Thursday, April 02, 2015

another way to BOYCOTT standardized testing & corporate driven education reform

In the face of corporate and sports boycotts, Indiana's governor has scrambled to amend their "Religious Freedom" law that is really intended to allow businesses to refuse to serve the LGBT community, and Arkansas's Republican governor has just announced he will boycott a similar bill when it comes to his desk.

This is no small concession for Republicans.  Distaste for gays and appeals to the religious right are how they drive their base of voters to the polls, especially when their other policies of endless war and free rein to corporate criminals isn't playing so well.

Public school educators are faced with an ongoing assault on our freedom to teach our students based on our training and experience and are instead being handed a script written by hedge fund managers that conveniently requires that we teach and test and grade using materials that they have invested in and will profit from.  And when the test results are declared a sign of failure, rather than investing more tax dollars in lower student-teacher ratios, social workers, and other programs to make the school a success, those same hedge fund managers demand the school be closed and replaced with a for-profit charter school or turned over to a for profit education management company that they will also profit from.

Needless to say, decent pay and job security for teachers would cut into those profits, so we must be reduced to the equivalent of tour guides, mindlessly parroting the script they write for us, rather than thinking on our feet and tailoring our lessons to what works and doesn't with a particular group of students.

Educators are resisting by refusing to administer the tests, and encouraging parents to opt their children out of the tests, but this recent fiasco in Indiana and Arkansas shows we have another, probably even more powerful tool at our disposal: boycott.

Where teachers and administrators have any say in the buying of textbooks, software, and testing materials, they should block the purchase of those sold by backers of the corporate take over of public education.  If they can't get around the testing requirements, then fight for open source materials developed by teachers themselves that won't give our tax dollars to those trying to privatize our schools.

While K-12 teachers and administrators might have limited flexibility in these matters, they have a potential ally that has almost unlimited flexibility with choice of materials: colleges and universities, especially those with teachers prep programs.

Many of those schools of education that train future teachers have seem a dramatic drop in enrollment because students can see the assault on teachers in the mainstream media and deciding not to dedicate their lives to getting a public beating.

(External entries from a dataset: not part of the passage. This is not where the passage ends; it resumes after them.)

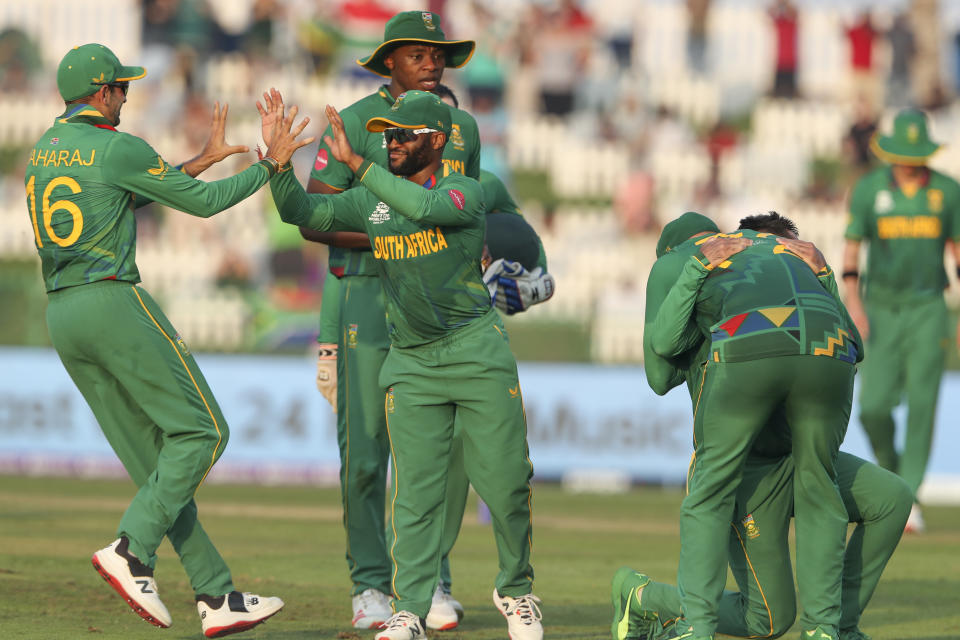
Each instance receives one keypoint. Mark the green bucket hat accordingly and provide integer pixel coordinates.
(682, 229)
(910, 143)
(416, 26)
(90, 66)
(414, 110)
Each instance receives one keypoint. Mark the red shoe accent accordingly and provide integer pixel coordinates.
(219, 632)
(140, 611)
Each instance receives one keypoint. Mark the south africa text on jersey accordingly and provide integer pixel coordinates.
(412, 245)
(60, 157)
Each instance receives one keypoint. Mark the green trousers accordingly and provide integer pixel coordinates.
(469, 379)
(877, 502)
(156, 411)
(363, 345)
(906, 352)
(736, 402)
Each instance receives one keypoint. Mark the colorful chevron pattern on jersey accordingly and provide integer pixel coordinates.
(805, 319)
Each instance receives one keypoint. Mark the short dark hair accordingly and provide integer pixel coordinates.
(444, 91)
(769, 222)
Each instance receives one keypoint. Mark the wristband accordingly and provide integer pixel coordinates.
(272, 163)
(327, 352)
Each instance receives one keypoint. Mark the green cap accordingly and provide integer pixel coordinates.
(414, 110)
(409, 27)
(90, 66)
(682, 229)
(910, 143)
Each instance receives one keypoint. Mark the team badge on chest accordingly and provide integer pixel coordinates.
(381, 214)
(883, 202)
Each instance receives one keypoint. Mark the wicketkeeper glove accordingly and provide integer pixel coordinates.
(513, 289)
(327, 373)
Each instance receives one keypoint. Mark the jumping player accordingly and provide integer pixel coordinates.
(876, 500)
(83, 181)
(449, 360)
(908, 213)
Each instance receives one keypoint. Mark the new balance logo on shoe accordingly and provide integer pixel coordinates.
(234, 612)
(132, 580)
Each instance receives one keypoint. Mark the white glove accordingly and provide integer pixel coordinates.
(327, 373)
(513, 289)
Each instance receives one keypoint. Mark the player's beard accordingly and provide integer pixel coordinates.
(415, 160)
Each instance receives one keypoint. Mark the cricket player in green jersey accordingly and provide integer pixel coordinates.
(877, 501)
(449, 360)
(353, 336)
(83, 181)
(780, 342)
(907, 213)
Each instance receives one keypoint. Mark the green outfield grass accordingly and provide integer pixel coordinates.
(287, 541)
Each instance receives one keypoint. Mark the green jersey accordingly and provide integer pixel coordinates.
(763, 302)
(426, 244)
(461, 155)
(906, 234)
(509, 238)
(84, 179)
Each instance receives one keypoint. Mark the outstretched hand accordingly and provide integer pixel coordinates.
(271, 116)
(283, 135)
(339, 145)
(216, 148)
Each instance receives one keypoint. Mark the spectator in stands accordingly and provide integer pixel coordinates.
(902, 49)
(698, 13)
(784, 16)
(19, 60)
(856, 144)
(861, 36)
(560, 49)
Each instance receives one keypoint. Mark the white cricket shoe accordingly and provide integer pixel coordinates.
(133, 580)
(445, 612)
(522, 614)
(915, 523)
(234, 612)
(371, 609)
(403, 626)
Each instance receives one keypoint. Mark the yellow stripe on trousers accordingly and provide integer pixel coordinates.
(756, 579)
(213, 458)
(393, 501)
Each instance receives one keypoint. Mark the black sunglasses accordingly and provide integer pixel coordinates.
(402, 135)
(123, 86)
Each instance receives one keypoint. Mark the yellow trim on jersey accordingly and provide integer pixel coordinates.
(213, 457)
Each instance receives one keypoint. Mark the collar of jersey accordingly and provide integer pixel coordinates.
(85, 114)
(924, 181)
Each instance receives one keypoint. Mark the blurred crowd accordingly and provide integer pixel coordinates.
(653, 79)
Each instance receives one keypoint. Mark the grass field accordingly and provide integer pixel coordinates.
(288, 541)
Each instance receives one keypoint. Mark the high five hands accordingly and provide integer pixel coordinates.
(277, 129)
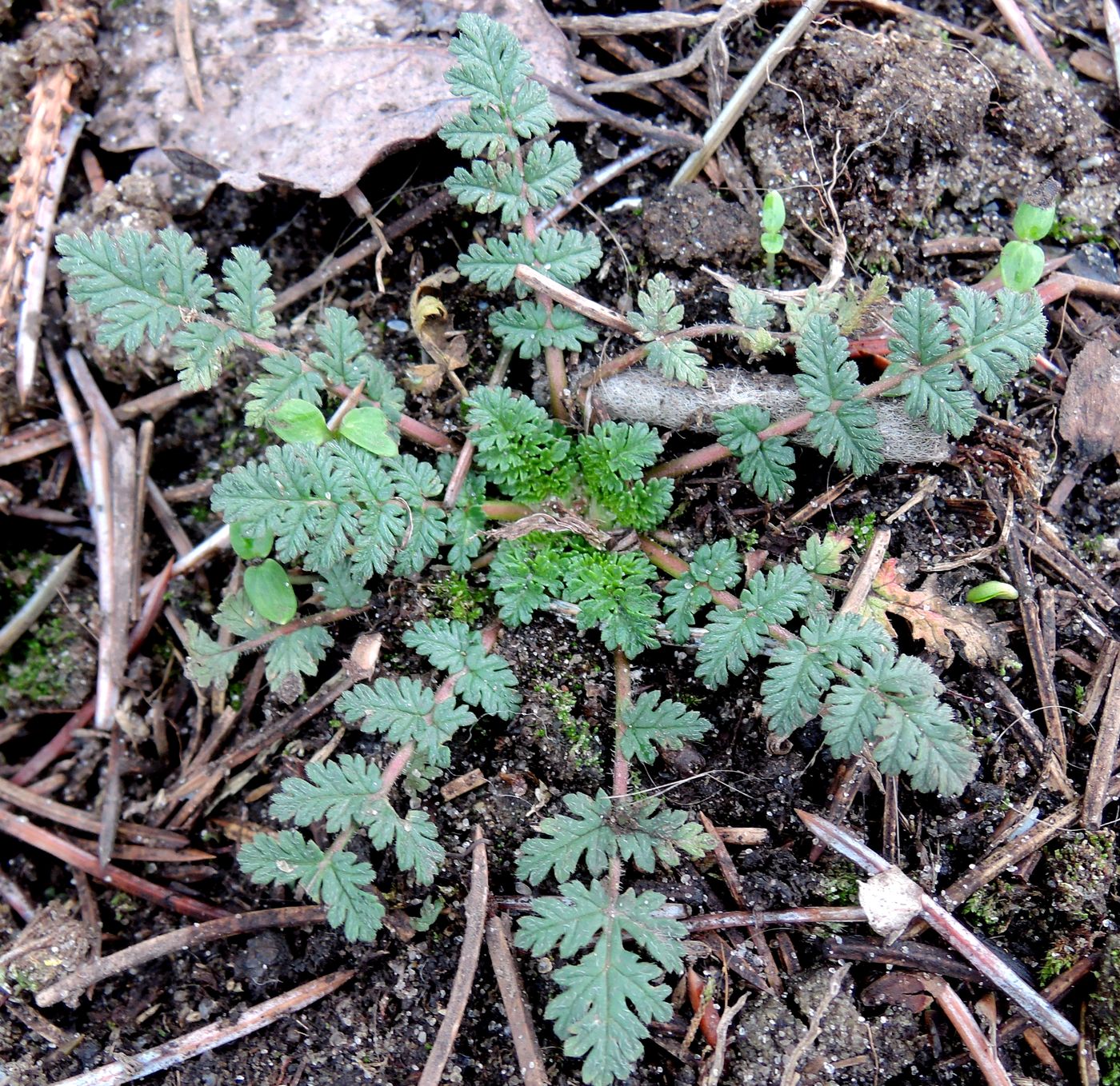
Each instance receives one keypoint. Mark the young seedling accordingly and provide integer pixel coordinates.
(773, 238)
(1022, 261)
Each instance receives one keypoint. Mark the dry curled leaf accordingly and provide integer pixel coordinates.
(310, 94)
(1089, 417)
(932, 618)
(431, 324)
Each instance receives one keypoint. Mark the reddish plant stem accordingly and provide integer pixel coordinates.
(714, 453)
(131, 957)
(636, 354)
(63, 850)
(53, 749)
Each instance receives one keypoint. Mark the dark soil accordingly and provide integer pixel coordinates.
(912, 138)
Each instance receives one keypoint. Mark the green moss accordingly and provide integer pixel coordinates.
(842, 884)
(37, 669)
(455, 598)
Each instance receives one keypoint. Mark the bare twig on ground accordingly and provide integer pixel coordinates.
(596, 26)
(37, 438)
(50, 752)
(790, 1074)
(1105, 752)
(38, 254)
(530, 1060)
(210, 1037)
(69, 988)
(1024, 31)
(809, 914)
(746, 91)
(44, 808)
(338, 266)
(475, 910)
(37, 837)
(962, 940)
(714, 1067)
(985, 1056)
(903, 954)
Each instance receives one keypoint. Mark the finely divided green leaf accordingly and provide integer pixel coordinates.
(668, 724)
(249, 300)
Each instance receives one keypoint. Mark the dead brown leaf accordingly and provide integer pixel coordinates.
(1089, 417)
(932, 618)
(431, 324)
(314, 100)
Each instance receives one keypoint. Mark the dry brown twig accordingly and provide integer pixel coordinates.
(475, 909)
(67, 988)
(210, 1037)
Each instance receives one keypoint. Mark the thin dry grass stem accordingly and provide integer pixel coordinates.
(336, 266)
(598, 26)
(960, 938)
(1105, 752)
(30, 186)
(1024, 33)
(746, 91)
(38, 601)
(67, 852)
(210, 1037)
(38, 257)
(467, 453)
(1112, 30)
(671, 89)
(1034, 742)
(966, 1028)
(168, 521)
(1099, 683)
(862, 578)
(652, 134)
(713, 1071)
(76, 430)
(185, 46)
(890, 850)
(475, 912)
(530, 1060)
(55, 747)
(790, 1074)
(903, 954)
(204, 778)
(727, 869)
(812, 914)
(67, 988)
(593, 184)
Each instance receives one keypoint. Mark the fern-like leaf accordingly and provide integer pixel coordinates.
(650, 720)
(998, 343)
(339, 792)
(338, 879)
(249, 300)
(607, 1001)
(764, 465)
(842, 425)
(734, 636)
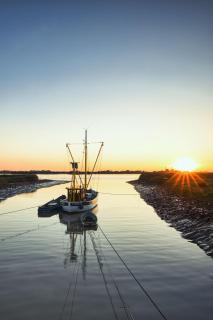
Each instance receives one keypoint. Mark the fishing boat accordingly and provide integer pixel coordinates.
(80, 197)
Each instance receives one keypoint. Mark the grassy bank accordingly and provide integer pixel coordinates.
(10, 180)
(193, 186)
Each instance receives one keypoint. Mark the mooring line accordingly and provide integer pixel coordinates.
(27, 231)
(134, 277)
(104, 279)
(119, 194)
(69, 288)
(75, 285)
(23, 209)
(129, 315)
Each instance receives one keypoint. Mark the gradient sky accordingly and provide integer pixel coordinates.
(138, 74)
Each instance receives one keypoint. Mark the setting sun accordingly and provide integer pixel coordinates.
(184, 164)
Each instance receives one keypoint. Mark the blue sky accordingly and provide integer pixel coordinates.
(138, 74)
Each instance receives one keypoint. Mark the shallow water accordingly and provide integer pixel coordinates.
(49, 273)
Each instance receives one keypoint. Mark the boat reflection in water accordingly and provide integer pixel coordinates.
(77, 227)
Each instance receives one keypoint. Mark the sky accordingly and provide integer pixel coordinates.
(138, 74)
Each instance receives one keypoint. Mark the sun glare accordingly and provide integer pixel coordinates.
(185, 164)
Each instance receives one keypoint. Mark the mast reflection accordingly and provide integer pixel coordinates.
(77, 227)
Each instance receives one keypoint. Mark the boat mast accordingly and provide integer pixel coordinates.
(85, 164)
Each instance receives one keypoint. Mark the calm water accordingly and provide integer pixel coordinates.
(47, 272)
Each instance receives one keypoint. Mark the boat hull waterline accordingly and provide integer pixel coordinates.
(79, 206)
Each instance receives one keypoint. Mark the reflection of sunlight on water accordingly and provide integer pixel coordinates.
(161, 259)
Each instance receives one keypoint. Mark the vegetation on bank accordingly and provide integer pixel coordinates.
(11, 180)
(190, 185)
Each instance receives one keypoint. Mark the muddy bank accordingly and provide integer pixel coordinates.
(11, 191)
(193, 220)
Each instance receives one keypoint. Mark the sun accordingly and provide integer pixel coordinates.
(185, 164)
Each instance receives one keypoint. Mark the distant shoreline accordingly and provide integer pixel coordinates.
(192, 217)
(11, 191)
(69, 172)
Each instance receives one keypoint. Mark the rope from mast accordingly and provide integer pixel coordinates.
(102, 144)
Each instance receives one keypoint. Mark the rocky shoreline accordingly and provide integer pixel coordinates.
(25, 188)
(193, 220)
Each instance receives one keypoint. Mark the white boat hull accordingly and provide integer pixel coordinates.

Those who teach future teachers and those students who want to be teachers without being Wall Street's whipping boy might be very eager to take action to save their profession.

Likewise, professors and college instructors in other departments might be surprisingly easy to persuade to join in for a number of reasons:

  1. They know their students are being directly screwed by overpriced textbooks that are randomly rearranged and amended every year or two just enough that students can't use an old edition for their classes.

    Many instructors already rely on their own handouts and materials available freely online to do without commercial textbooks.  This would simple be an incentive for more to do so.

  2. Professors and administrators are increasingly aware that the same investor class that wants to divert tax dollars from K-12 education to their own pockets have their eye on public higher education too, and are devising metrics of failure and even trying to close colleges the way they have K-12 schools.

    The hedge fund managers, their foundation, and astroturf citizens groups are even trying to drive the same stake into the heart of higher ed that they've already driven into K-12: common core.

  3. Professors don't want to teach at a McCollege any more than K-12 teachers want to teach at a McSchool.

  4. The concepts of boycott and divestment are hardly alien to college campuses.  In the 80's,  college students demanded their schools divest from and boycott apartheid South Africa, and today they are demanding divestment from fossil fuels--and getting it.

    And while not all will agree with cause, many are calling for a boycott of and divestment from Israel because of their dealings with Palestinians.  It's unsettled the Israeli government enough that they have publicly responded to the movement.
If K-12 and higher ed teachers and administrators realize they face a common enemy they could unite, stop buying these companies products, demand that their retirement funds and school based foundations divest from them, and give our kids back the chance to get a decent public education WITHOUT Wall Street calling the shots AND taking a skim off our tax dollars spend on education.

Pearson, the company at the heart of Common Core, would be a good place to start.